The measurement of intelligence
Chapter 25
NATURE OF THE STANFORD REVISION AND EXTENSION
Although the Binet scale quickly demonstrated its value as an instrument for the classification of mentally-retarded and otherwise exceptional children, it had, nevertheless, several imperfections which greatly limited its usefulness. There was a dearth of tests at the higher mental levels, the procedure was so inadequately defined that needless disagreement came about in the interpretation of data, and so many of the tests were misplaced as to make the results of an examination more or less misleading, particularly in the case of very young subjects and those near the adult level. It was for the purpose of correcting these and certain other faults that the Stanford investigation was planned.[15]
[15] The writer wishes to acknowledge his very great indebtedness to Miss Grace Lyman, Dr. George Ordahl, Dr. Louise Ellison Ordahl, Miss Neva Galbreath, Mr. Wilford Talbert, Dr. J. Harold Williams, Mr. Herbert E. Knollin, and Miss Irene Cuneo for their coöperation in making the tests on which the Stanford revision is chiefly based. Without their loyal assistance the investigation could not have been carried through.
Grateful acknowledgment is also made to the many public school teachers and principals for their generous and invaluable coöperation in furnishing subjects for the tests, and in supplying, sometimes at considerable cost of labor, the supplementary information which was called for regarding the pupils tested. Their contribution was made in the interest of educational science, and without expectation of personal benefits of any kind. Their professional spirit cannot be too highly commended.
SOURCES OF DATA. Our revision is the result of several years of work, and involved the examination of approximately 2300 subjects, including 1700 normal children, 200 defective and superior children, and more than 400 adults.
Tests of 400 of the 1700 normal children had been made by Childs and Terman in 1910-11, and of 300 children by Trost, Waddle, and Terman in 1911-12. For various reasons, however, the results of these tests did not furnish satisfactory data for a thoroughgoing revision of the scale. Accordingly a new investigation was undertaken, somewhat more extensive than the others, and more carefully planned. Its main features may be described as follows:--
1. The first step was to assemble as nearly as possible all the results which had been secured for each test of the scale by all the workers of all countries.
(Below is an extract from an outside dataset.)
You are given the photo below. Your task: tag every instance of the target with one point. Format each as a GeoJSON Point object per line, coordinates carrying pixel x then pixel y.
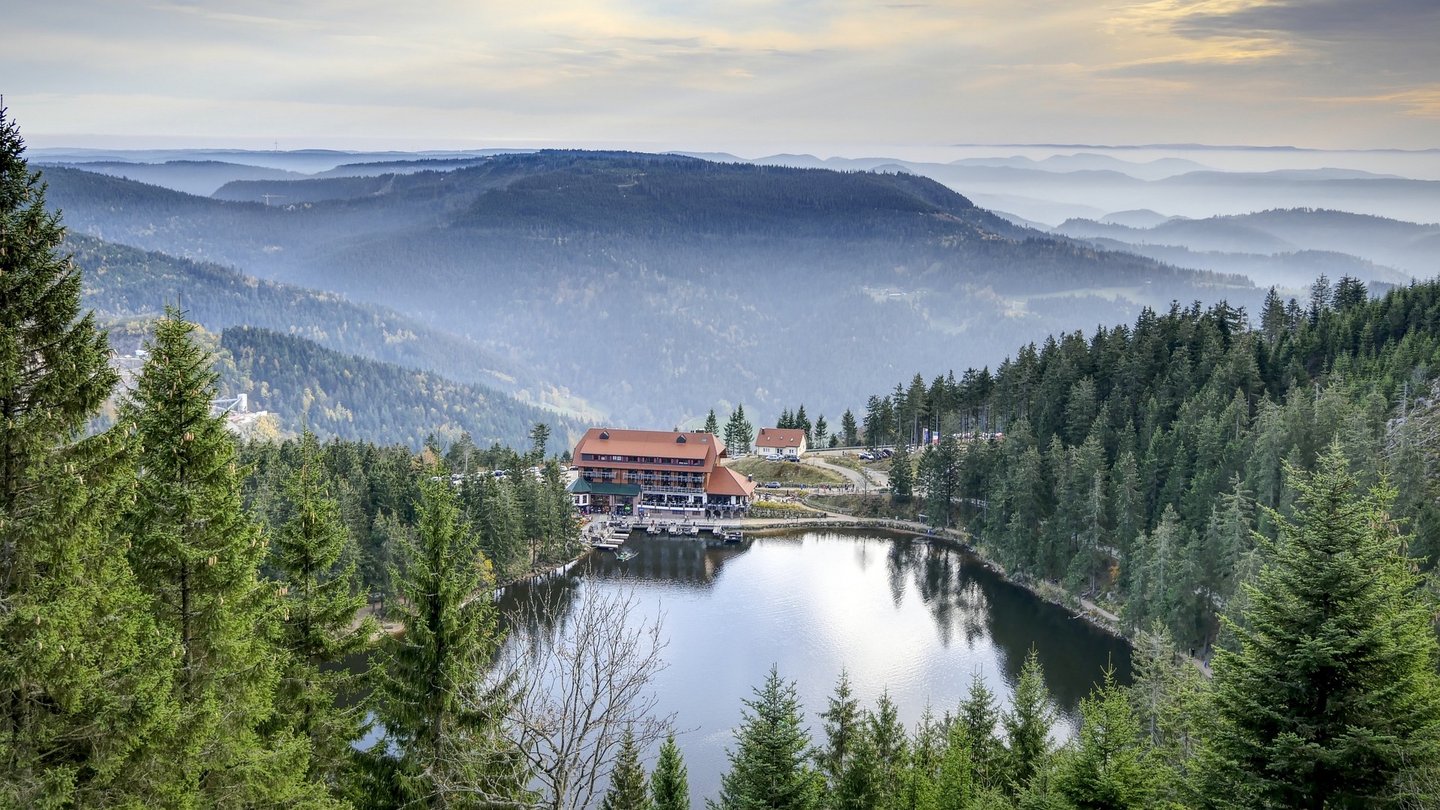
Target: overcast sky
{"type": "Point", "coordinates": [740, 75]}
The result was a large sheet of tabulated data for each individual test, including percentages passing the test at various ages, conditions under which the results were secured, method of procedure, etc. After a comparative study of these data, and in the light of results we had ourselves secured, a provisional arrangement of the tests was prepared for try-out.
2. In addition to the tests of the original Binet scale, 40 additional tests were included for try-out. This, it was expected, would make possible the elimination of some of the least satisfactory tests, and at the same time permit the addition of enough new ones to give at least six tests, instead of five, for each age group.
3. A plan was then devised for securing subjects who should be as nearly as possible representative of the several ages. The method was to select a school in a community of average social status, a school attended by all or practically all the children in the district where it was located. In order to get clear pictures of age differences the tests were confined to children who were within two months of a birthday. To avoid accidental selection, _all_ the children within two months of a birthday were tested, in whatever grade enrolled. Tests of foreign-born children, however, were eliminated in the treatment of results. There remained tests of approximately 1000 children, of whom 905 were between 5 and 14 years of age.
4. The children's responses were, for the most part, recorded _verbatim_. This made it possible to re-score the records according to any desired standard, and thus to fit a test more perfectly to the age level assigned it.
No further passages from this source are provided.